Message ID | 20240611045830.67640-1-lulie@linux.alibaba.com (mailing list archive) |
---|---|
State | Rejected |
Delegated to: | Netdev Maintainers |
Headers | show |
Series | [net-next] tcp: Add tracepoint for rxtstamp coalescing | expand |
On Tue, 2024-06-11 at 12:58 +0800, Philo Lu wrote: > During tcp coalescence, rx timestamps of the former skb ("to" in > tcp_try_coalesce), will be lost. This may lead to inaccurate > timestamping results if skbs come out of order. > > Here is an example. > Assume a message consists of 3 skbs, namely A, B, and C. And these skbs > are processed by tcp in the following order: > A -(1us)-> C -(1ms)-> B IMHO the above order makes the changelog confusing > If C is coalesced to B, the final rx timestamps of the message will be > those of C. That is, the timestamps show that we received the message > when C came (including hardware and software). However, we actually > received it 1ms later (when B came). > > With the added tracepoint, we can recognize such cases and report them > if we want. We really need very good reasons to add new tracepoints to TCP. I'm unsure if the above example match such requirement. The reported timestamp actually matches the first byte in the aggregate segment, inferring anything more is IMHO stretching too far the API semantic. Cheers, Paolo
On Fri, Jun 14, 2024 at 10:09 AM Paolo Abeni <pabeni@redhat.com> wrote: > > On Tue, 2024-06-11 at 12:58 +0800, Philo Lu wrote: > > During tcp coalescence, rx timestamps of the former skb ("to" in > > tcp_try_coalesce), will be lost. This may lead to inaccurate > > timestamping results if skbs come out of order. > > > > Here is an example. > > Assume a message consists of 3 skbs, namely A, B, and C. And these skbs > > are processed by tcp in the following order: > > A -(1us)-> C -(1ms)-> B > > IMHO the above order makes the changelog confusing > > > If C is coalesced to B, the final rx timestamps of the message will be > > those of C. That is, the timestamps show that we received the message > > when C came (including hardware and software). However, we actually > > received it 1ms later (when B came). > > > > With the added tracepoint, we can recognize such cases and report them > > if we want. > > We really need very good reasons to add new tracepoints to TCP. I'm > unsure if the above example match such requirement. The reported > timestamp actually matches the first byte in the aggregate segment, > inferring anything more is IMHO stretching too far the API semantic. > Note the current behavior was a conscious choice, see commit 98aaa913b4ed2503244 ("tcp: Extend SOF_TIMESTAMPING_RX_SOFTWARE to TCP recvmsg") for the rationale. Perhaps another application would need to add a new timestamp to report both the oldest and newest timestamps. Or add a socket flag to prevent coalescing for applications needing precise timestamps. Willem might know better about this. I agree the tracepoint seems not needed. What about solving the issue instead ?

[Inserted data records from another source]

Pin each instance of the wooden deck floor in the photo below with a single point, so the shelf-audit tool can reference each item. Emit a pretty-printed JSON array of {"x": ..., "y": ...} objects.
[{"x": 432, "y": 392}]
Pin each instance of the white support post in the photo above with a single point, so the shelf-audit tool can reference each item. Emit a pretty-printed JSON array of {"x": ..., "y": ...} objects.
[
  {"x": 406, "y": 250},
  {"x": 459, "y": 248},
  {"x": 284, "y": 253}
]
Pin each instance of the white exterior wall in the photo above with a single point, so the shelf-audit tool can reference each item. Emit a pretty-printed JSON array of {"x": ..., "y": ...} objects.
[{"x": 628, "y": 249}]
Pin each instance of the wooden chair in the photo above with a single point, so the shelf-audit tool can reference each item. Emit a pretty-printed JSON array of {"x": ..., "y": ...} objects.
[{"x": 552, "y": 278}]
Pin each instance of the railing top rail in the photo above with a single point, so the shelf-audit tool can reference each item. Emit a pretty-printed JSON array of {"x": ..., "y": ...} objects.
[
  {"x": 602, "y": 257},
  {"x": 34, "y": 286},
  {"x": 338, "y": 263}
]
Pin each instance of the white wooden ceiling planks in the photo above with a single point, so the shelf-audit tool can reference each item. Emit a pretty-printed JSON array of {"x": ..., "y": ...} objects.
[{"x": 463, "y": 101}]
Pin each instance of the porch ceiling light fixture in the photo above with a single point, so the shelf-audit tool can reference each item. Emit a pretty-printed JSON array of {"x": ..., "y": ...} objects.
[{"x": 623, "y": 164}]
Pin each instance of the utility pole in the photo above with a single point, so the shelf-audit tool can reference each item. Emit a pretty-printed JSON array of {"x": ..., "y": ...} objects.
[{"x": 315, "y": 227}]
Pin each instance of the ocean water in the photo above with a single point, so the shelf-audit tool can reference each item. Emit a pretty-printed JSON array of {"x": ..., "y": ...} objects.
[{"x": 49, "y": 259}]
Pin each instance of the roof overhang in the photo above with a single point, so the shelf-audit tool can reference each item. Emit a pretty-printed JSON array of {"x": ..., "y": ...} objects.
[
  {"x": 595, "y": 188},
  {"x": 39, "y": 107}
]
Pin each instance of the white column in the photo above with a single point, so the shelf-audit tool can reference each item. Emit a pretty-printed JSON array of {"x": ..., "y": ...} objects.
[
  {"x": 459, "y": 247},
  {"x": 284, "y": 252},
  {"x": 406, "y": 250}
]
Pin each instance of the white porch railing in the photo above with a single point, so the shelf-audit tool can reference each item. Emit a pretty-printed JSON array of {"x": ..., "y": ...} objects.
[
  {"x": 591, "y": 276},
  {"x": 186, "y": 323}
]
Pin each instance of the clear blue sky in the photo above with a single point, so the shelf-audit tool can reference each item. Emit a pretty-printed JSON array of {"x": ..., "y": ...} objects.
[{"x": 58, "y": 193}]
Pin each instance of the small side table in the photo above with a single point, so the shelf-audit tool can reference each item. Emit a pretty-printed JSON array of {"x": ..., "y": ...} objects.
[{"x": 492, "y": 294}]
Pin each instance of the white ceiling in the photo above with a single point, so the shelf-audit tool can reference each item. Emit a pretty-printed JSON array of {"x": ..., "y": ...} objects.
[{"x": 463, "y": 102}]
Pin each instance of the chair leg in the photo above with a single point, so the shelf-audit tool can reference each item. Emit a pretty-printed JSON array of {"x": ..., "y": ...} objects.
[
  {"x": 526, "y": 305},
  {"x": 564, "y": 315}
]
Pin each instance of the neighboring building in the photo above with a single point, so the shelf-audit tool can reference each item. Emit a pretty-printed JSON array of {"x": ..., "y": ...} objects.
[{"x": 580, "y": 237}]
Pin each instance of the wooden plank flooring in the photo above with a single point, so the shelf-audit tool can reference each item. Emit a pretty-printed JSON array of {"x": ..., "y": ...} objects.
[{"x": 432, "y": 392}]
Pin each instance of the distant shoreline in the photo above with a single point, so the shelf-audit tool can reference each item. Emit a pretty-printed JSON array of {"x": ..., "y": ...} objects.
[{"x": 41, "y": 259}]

On 2024/6/14 16:09, Paolo Abeni wrote: > On Tue, 2024-06-11 at 12:58 +0800, Philo Lu wrote: >> During tcp coalescence, rx timestamps of the former skb ("to" in >> tcp_try_coalesce), will be lost. This may lead to inaccurate >> timestamping results if skbs come out of order. >> >> Here is an example. >> Assume a message consists of 3 skbs, namely A, B, and C. And these skbs >> are processed by tcp in the following order: >> A -(1us)-> C -(1ms)-> B > > IMHO the above order makes the changelog confusing > Thank you for pointing out this, I'll try to explain it in another way. Here it means these packets come in order of A-C-B, and B comes much later than C, such as 1ms later. Currently, the 1ms delay would be lost because of tcp coalescing.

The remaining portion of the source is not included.